Active Users:542 Time:03/10/2025 10:24:19 PM
One of my favourite things about this book. *spoilers* (do we need to mark spoilers here?) - Edit 1

Before modification by Camilla at 07/06/2010 07:59:23 PM

I think the first thing that made me realise I would like it was Master Wu. Or, actually, it may have been the deadly aikidoka. But it was confirmed by Mr Wu. I love that character deeply. I cried when he died. Cried and cheered, actually.

Harkaway does suggestion very well. He does not force characters on you, but suggests them through a myriad little details that provides the illusion of a fully formed person. Like an impressionist. Which I suppose makes sense, since the narrator is not omniscient, and we are based on his impressions.

So many of the characters have flair. They stand out from a crowd.

Now, I said I began to realise I would like the book when Master Wu showed up. This is in part because I did not warm to anyone in the first chapter. And while they grew quite a lot later on, the Haulage & Hazmat Emergency Civil Freebooting Company are not my favourite characters, nor, I feel, the best painted (despite having a truly awesome name). I love Zaher Bey, Assumption Soames, Elisabeth Soames, Ike and the mimes, Ma and Pa Lubitsch...

I also grew to like the narrator quite a lot (but that wasn't really until he went to the big city and tricked his way into a lovely suit. I loved that.

Gonzo was the one who seemed two-dimensional to me. That is of course easily explained in retrospect, as his personality is spread over two people, and if you view them as a whole I think they/he are/is rather interesting.

Robbie Cheung did not appeal to me overly much at first. He seemed like a caricature. And then he reacted the right way to soft style, and then he reacted REALLY the right way to the suggestion of training ninjas. And that suggestion of depth redeemed him. I think he is a character who is pretty much what you make of him.

Pestle. I didn't like him. He scared me. So I suppose he worked. He scared me a lot, actually. And not just because he was a super-ninja.

Zaher Bey, both in his incarnation as Freeman ibn Solomon and as the Bey, has that anarchistic wonderfulness and shiningness (yes, I made up that word) which makes me fall head over heels every time. It is why I love Doctor Who (hmmm, second television reference in this discussion. Possible I should cut back on series). The Bey is a character who sees into the centre, sees how things work, and more importantly, he is a character who speaks up and does not take the safe road to homogeny and safety because he is not willing to compromise. He is like a Rorschach without the mental problems. He is Nietzschean. He gets the power of laughter over fear. Actually, now that I just wrote that I realised he really is Nietzschean. He is connected to dancing, to music, to laughter, opposed to cold order and submission to the safe pattern. Nietzsche would love him.

Assumption Soames was great mainly because she made me happy by surprising me. She is another of those characters focused on doing the right thing, despite the cost. Although I suspect she enjoyed it tremendously.
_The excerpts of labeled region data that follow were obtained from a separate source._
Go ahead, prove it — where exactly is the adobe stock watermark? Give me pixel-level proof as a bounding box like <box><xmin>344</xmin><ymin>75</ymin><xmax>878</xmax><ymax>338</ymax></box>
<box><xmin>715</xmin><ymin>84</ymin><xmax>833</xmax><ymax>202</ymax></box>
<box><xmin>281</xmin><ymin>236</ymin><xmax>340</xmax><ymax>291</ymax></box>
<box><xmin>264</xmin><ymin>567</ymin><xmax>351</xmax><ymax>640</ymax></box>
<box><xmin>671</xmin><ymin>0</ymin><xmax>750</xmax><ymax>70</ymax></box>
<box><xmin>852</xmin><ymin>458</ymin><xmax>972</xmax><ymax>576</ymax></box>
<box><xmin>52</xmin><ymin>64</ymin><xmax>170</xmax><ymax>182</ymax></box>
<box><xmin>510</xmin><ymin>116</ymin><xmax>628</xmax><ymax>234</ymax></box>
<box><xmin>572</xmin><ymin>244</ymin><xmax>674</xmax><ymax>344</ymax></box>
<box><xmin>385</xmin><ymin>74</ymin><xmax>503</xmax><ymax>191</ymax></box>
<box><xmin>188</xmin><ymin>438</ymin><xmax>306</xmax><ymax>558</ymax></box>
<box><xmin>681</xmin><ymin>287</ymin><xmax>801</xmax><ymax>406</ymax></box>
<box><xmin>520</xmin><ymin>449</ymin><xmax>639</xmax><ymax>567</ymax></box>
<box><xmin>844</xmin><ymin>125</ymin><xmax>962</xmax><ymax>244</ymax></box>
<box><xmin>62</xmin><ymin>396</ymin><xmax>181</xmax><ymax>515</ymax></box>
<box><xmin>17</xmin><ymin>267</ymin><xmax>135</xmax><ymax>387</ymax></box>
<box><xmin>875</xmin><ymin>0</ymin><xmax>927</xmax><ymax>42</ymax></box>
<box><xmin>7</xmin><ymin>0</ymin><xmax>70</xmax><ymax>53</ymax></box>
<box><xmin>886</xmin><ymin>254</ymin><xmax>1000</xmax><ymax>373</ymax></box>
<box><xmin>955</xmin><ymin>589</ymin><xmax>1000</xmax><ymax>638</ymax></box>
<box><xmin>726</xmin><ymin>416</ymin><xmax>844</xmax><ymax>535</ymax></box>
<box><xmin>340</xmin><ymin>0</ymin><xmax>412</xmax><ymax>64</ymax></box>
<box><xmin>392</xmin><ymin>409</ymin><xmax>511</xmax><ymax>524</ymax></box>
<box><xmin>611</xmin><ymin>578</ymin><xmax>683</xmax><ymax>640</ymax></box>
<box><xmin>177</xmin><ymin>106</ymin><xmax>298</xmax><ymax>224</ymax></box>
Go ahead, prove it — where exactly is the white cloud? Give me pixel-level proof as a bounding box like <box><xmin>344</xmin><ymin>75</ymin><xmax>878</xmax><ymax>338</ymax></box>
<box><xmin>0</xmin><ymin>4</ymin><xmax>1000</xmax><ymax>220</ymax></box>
Elisabeth wasn't terribly multi-dimensional, but I liked her as a counterpoint to Master Wu, as a voice of reason and her coolness as Dr Andromas. Mainly I like how she made a happy ending. I was always a little unhappy with Leah popping up from nowhere and taking the place I had thought Elisabeth would have. I am a sucker for a happy ending.

And Master Wu. I have met Master Wu. Ok, I haven't. But I have met people like him. They were Japanese, not Chinese, and I don't think they were the masters of a secret group, but they acted just like him and they are bloody amazing at doing impossible things with soft style martial arts. And I can see them in my mind's eye opening and closing a tupperware box. And it fits. Perhaps that is why I took to him instantly. I don't know. Master Wu sprang from the page. I loved him. I could see why the narrator loved him, why Elisabeth did, and ultimately why the Voiceless Dragon did what they did. But I don't know whether this springs from me loving soft style martial arts, or whether it springs out of the character himself. Others will have to tell me. I can't separate the two.


But yes, I kind of want to marry Zaher Bey. Sorry, Tor.